The expression of c-Met and CD44v6 in ESCC, as determined by IHC, has been reported to be 43.3–69.2% and 22.0–77.6%, respectively, which is consistent with the present results. In addition, high expression of c-Met and CD44v6 is associated with advanced tumors and poor survival.25,26,27,28,29,38,43,45,46 In the present study, c-Met-high expression was significantly associated with advanced pT, pM stage, and unfavorable prognosis. High CD44v6 expression, on the other hand, correlated with advanced pT, pN stage, and poor clinical response to NACT, but it did not negatively influence the prognosis of ESCC patients. Furthermore, we evaluated the expression of both c-Met and CD44v6 in resected ESCC specimens for the first time, identifying 28.6% of all patients as double-positive, which was confirmed using an independent prognostic factor.

In the current study, the c-Met-high group had a significantly higher proportion of patients with NACT than the c-Met-low group, and CD44v6-high expression was significantly related to a poorer clinical response to NACT. This finding is consistent with previous reports, because these molecules are considered to be a cancer stem-cell marker associated with tumor initiation, propagation, and resistance to conventional chemotherapy and radiation, as previously reported in several types of cancer.10,11,23,24 Considering the prognostic implication of double-positive c-Met and CD44v6 expression as an independent prognostic factor, these results imply that a novel therapy targeting both c-Met and CD44v6 may be more effective than one targeting each of them in ESCC.

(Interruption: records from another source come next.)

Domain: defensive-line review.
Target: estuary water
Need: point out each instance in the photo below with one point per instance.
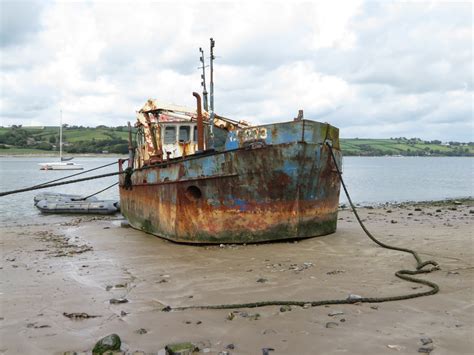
(370, 180)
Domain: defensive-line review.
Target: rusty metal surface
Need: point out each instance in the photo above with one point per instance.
(276, 184)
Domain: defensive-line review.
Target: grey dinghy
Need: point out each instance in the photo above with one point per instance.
(80, 207)
(53, 197)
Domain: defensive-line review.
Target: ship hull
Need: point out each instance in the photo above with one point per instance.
(248, 193)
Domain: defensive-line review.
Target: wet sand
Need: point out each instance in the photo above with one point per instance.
(79, 265)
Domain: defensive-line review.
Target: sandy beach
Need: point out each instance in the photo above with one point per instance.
(50, 271)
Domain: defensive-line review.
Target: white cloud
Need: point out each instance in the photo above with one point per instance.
(374, 69)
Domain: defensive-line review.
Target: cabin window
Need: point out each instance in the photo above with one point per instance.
(184, 133)
(170, 135)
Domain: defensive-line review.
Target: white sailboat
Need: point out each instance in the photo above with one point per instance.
(63, 163)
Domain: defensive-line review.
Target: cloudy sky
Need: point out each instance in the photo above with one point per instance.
(375, 69)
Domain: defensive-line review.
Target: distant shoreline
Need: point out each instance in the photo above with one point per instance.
(91, 155)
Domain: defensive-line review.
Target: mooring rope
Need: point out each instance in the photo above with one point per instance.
(402, 274)
(96, 193)
(39, 187)
(76, 174)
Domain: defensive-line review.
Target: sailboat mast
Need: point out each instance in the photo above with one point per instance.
(203, 80)
(211, 86)
(60, 135)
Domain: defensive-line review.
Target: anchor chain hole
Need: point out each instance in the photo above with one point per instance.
(193, 193)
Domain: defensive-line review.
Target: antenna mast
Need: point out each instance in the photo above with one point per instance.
(211, 119)
(203, 80)
(60, 135)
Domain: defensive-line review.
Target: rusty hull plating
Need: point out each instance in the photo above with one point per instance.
(270, 182)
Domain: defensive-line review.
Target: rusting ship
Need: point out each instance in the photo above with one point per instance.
(197, 177)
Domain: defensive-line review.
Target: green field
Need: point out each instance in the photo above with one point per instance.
(378, 147)
(45, 140)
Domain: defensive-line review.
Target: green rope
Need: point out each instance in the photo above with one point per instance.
(406, 275)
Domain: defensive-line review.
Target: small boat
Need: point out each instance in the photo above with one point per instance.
(79, 207)
(63, 163)
(197, 177)
(53, 196)
(60, 166)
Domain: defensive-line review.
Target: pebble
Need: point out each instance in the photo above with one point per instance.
(180, 348)
(332, 325)
(426, 349)
(335, 313)
(353, 297)
(110, 342)
(268, 331)
(118, 300)
(426, 340)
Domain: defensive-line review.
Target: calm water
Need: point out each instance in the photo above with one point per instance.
(369, 180)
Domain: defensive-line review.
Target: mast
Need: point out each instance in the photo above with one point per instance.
(211, 84)
(60, 135)
(203, 80)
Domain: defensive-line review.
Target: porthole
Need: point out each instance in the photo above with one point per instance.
(193, 193)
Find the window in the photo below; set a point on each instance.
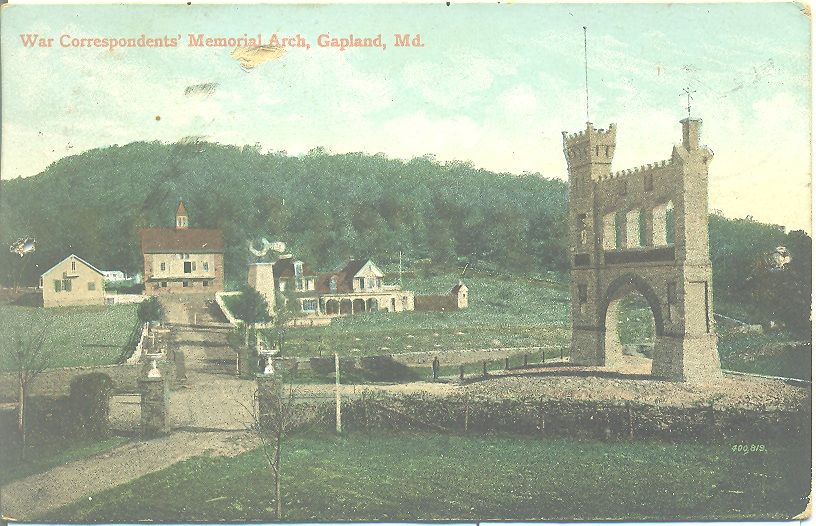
(671, 298)
(620, 226)
(648, 182)
(633, 221)
(610, 231)
(581, 228)
(582, 294)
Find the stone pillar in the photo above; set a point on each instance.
(155, 406)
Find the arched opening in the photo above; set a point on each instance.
(632, 321)
(630, 328)
(372, 305)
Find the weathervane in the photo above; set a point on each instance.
(687, 92)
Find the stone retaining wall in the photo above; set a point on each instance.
(550, 417)
(57, 382)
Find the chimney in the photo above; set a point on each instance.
(182, 221)
(691, 133)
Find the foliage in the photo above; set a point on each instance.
(410, 477)
(90, 404)
(76, 335)
(250, 307)
(330, 207)
(150, 310)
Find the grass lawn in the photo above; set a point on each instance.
(436, 477)
(771, 354)
(42, 457)
(95, 335)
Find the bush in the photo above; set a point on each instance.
(89, 401)
(386, 369)
(150, 310)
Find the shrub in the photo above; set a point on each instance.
(89, 401)
(150, 310)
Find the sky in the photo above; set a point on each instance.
(494, 84)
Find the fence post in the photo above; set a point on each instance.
(337, 392)
(467, 411)
(365, 412)
(629, 417)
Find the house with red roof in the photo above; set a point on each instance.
(182, 260)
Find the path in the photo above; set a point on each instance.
(209, 415)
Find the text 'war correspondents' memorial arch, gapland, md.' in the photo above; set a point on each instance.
(642, 230)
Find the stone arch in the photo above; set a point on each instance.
(629, 282)
(612, 347)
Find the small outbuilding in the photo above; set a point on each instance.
(73, 281)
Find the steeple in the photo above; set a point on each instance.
(182, 221)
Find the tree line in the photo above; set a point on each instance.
(327, 208)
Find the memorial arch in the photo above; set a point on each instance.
(644, 230)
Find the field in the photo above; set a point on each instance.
(436, 477)
(95, 335)
(517, 312)
(511, 312)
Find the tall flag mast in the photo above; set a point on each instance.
(586, 74)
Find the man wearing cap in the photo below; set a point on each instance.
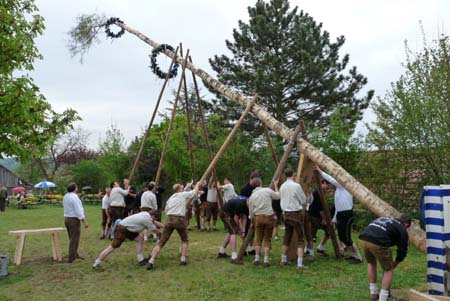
(73, 214)
(176, 213)
(292, 203)
(130, 227)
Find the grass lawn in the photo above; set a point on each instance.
(204, 278)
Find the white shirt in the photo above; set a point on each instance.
(138, 222)
(292, 196)
(343, 200)
(105, 202)
(228, 192)
(117, 197)
(260, 202)
(212, 194)
(176, 204)
(148, 200)
(73, 206)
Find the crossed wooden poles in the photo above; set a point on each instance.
(213, 161)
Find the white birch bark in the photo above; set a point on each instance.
(359, 191)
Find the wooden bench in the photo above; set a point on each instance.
(20, 241)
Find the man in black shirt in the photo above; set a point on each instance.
(376, 239)
(130, 199)
(203, 192)
(231, 213)
(317, 217)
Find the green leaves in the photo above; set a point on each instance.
(28, 121)
(286, 58)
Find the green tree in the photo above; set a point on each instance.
(287, 59)
(113, 157)
(340, 142)
(413, 118)
(29, 123)
(89, 173)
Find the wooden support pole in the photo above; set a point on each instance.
(276, 176)
(228, 139)
(188, 119)
(359, 191)
(269, 141)
(169, 129)
(323, 199)
(147, 132)
(205, 132)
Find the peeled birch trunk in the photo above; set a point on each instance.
(359, 191)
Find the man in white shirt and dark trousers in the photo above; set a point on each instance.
(106, 218)
(176, 213)
(117, 202)
(292, 203)
(261, 214)
(73, 214)
(343, 216)
(130, 227)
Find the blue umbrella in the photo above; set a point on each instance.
(45, 184)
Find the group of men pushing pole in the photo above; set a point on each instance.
(254, 209)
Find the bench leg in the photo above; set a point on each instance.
(20, 243)
(53, 247)
(56, 246)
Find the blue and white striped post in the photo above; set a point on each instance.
(437, 226)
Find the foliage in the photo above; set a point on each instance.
(112, 156)
(411, 133)
(339, 142)
(85, 34)
(66, 149)
(286, 58)
(28, 120)
(89, 173)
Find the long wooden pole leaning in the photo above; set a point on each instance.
(147, 132)
(228, 139)
(276, 176)
(169, 129)
(323, 199)
(224, 145)
(358, 190)
(269, 141)
(205, 132)
(188, 119)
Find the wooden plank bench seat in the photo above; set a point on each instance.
(20, 241)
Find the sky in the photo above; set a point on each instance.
(114, 84)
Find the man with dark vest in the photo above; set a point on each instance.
(376, 240)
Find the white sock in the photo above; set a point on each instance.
(373, 288)
(384, 294)
(97, 262)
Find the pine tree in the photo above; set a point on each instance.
(287, 59)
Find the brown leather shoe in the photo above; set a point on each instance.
(222, 255)
(236, 261)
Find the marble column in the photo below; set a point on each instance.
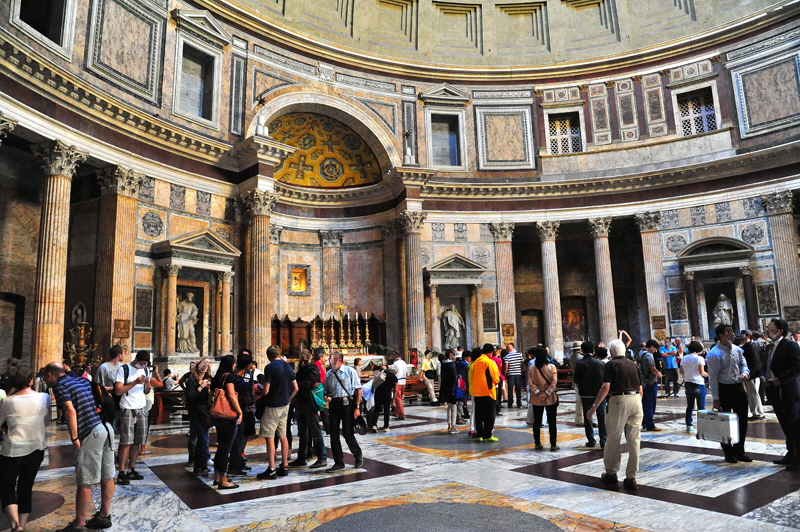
(413, 222)
(224, 279)
(750, 302)
(691, 301)
(171, 308)
(504, 263)
(391, 283)
(600, 228)
(116, 254)
(331, 269)
(655, 282)
(784, 248)
(553, 332)
(59, 163)
(436, 326)
(259, 205)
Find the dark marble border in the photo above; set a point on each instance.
(736, 502)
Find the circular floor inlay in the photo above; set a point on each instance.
(441, 517)
(461, 442)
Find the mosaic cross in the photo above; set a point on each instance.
(301, 168)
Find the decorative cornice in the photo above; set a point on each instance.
(117, 180)
(413, 221)
(600, 227)
(547, 230)
(43, 77)
(648, 221)
(502, 232)
(58, 158)
(778, 203)
(171, 270)
(6, 125)
(258, 203)
(275, 234)
(331, 239)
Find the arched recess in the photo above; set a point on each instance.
(379, 138)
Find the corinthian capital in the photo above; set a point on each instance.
(6, 125)
(777, 203)
(600, 227)
(258, 203)
(648, 221)
(547, 230)
(413, 221)
(58, 158)
(502, 232)
(117, 180)
(331, 239)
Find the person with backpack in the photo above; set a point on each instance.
(131, 385)
(93, 442)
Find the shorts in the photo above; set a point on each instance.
(132, 426)
(273, 422)
(94, 459)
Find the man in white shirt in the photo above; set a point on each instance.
(132, 383)
(727, 369)
(402, 372)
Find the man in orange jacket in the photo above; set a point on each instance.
(483, 380)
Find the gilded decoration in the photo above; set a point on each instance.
(329, 154)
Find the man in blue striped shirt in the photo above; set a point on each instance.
(513, 371)
(92, 441)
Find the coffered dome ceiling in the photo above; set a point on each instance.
(499, 33)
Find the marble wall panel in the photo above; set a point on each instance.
(300, 237)
(180, 225)
(363, 280)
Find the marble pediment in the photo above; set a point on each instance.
(455, 269)
(201, 249)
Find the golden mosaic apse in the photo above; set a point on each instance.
(329, 154)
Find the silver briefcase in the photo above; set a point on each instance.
(722, 427)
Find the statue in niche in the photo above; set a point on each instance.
(187, 317)
(723, 311)
(452, 323)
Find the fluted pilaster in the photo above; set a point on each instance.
(171, 308)
(224, 279)
(600, 227)
(654, 280)
(59, 163)
(116, 251)
(415, 295)
(504, 263)
(784, 247)
(331, 269)
(553, 333)
(259, 205)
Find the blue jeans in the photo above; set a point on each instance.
(514, 382)
(695, 393)
(649, 405)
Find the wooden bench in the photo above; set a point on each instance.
(176, 402)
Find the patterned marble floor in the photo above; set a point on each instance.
(684, 483)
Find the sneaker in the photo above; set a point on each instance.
(72, 528)
(98, 522)
(268, 474)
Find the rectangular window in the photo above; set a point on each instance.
(564, 134)
(697, 113)
(197, 83)
(445, 140)
(45, 16)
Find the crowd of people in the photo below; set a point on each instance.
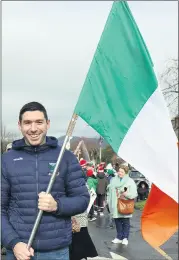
(63, 231)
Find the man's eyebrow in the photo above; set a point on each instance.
(37, 120)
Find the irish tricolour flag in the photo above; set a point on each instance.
(122, 101)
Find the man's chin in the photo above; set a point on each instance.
(35, 142)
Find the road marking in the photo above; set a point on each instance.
(115, 256)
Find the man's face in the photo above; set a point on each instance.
(34, 127)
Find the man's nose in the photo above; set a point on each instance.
(33, 127)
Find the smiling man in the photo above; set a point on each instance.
(26, 171)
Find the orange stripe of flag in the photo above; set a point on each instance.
(159, 217)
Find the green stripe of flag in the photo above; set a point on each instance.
(120, 79)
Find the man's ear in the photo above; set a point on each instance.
(48, 124)
(19, 125)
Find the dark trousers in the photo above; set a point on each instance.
(122, 227)
(100, 202)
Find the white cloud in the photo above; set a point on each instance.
(48, 46)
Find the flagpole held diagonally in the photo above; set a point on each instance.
(40, 213)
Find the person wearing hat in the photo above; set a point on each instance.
(121, 186)
(101, 189)
(8, 147)
(92, 184)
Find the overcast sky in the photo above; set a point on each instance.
(47, 48)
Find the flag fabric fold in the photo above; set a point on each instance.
(122, 101)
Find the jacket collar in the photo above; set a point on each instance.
(51, 142)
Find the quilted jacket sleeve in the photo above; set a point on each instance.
(78, 197)
(8, 235)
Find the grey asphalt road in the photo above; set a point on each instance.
(137, 249)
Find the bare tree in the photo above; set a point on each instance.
(169, 79)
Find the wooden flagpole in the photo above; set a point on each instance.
(52, 179)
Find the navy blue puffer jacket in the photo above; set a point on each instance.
(26, 172)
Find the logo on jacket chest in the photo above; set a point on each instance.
(51, 167)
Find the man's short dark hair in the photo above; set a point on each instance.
(33, 106)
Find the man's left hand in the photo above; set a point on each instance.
(46, 202)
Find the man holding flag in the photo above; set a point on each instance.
(26, 172)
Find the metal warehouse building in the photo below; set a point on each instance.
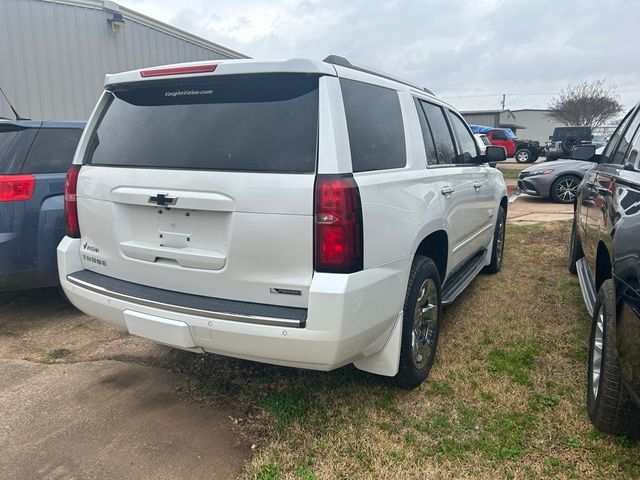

We acknowledge some limitations to this study. First, we did not analyze the more precise status of “co-expression” of c-Met and CD44v6 by comparing the localization of immunostaining in serial sections of resected specimen. Second, the phosphorylation status of c-Met or expression of HGF, a ligand of c-Met, was not evaluated. Finally, although we assessed the relationship between chemoresistance and the expression of these two molecules by IHC in resected specimens from patients who underwent NACT, the more detailed relationship between chemoresistance and the expression of two molecules could be clarified by a comparison with IHC results in pretherapeutic biopsy samples.

Conclusions

This report is the first to clarify the correlation between c-Met and CD44v6 expression as determined by IHC and the impact of this expression on clinicopathological parameters, including prognosis, in ESCC. Although the present results should be validated in the future, they may help us to understand further the mechanism of chemoresistance in ESCC. In addition, these two molecules could be therapeutic targets in ESCC.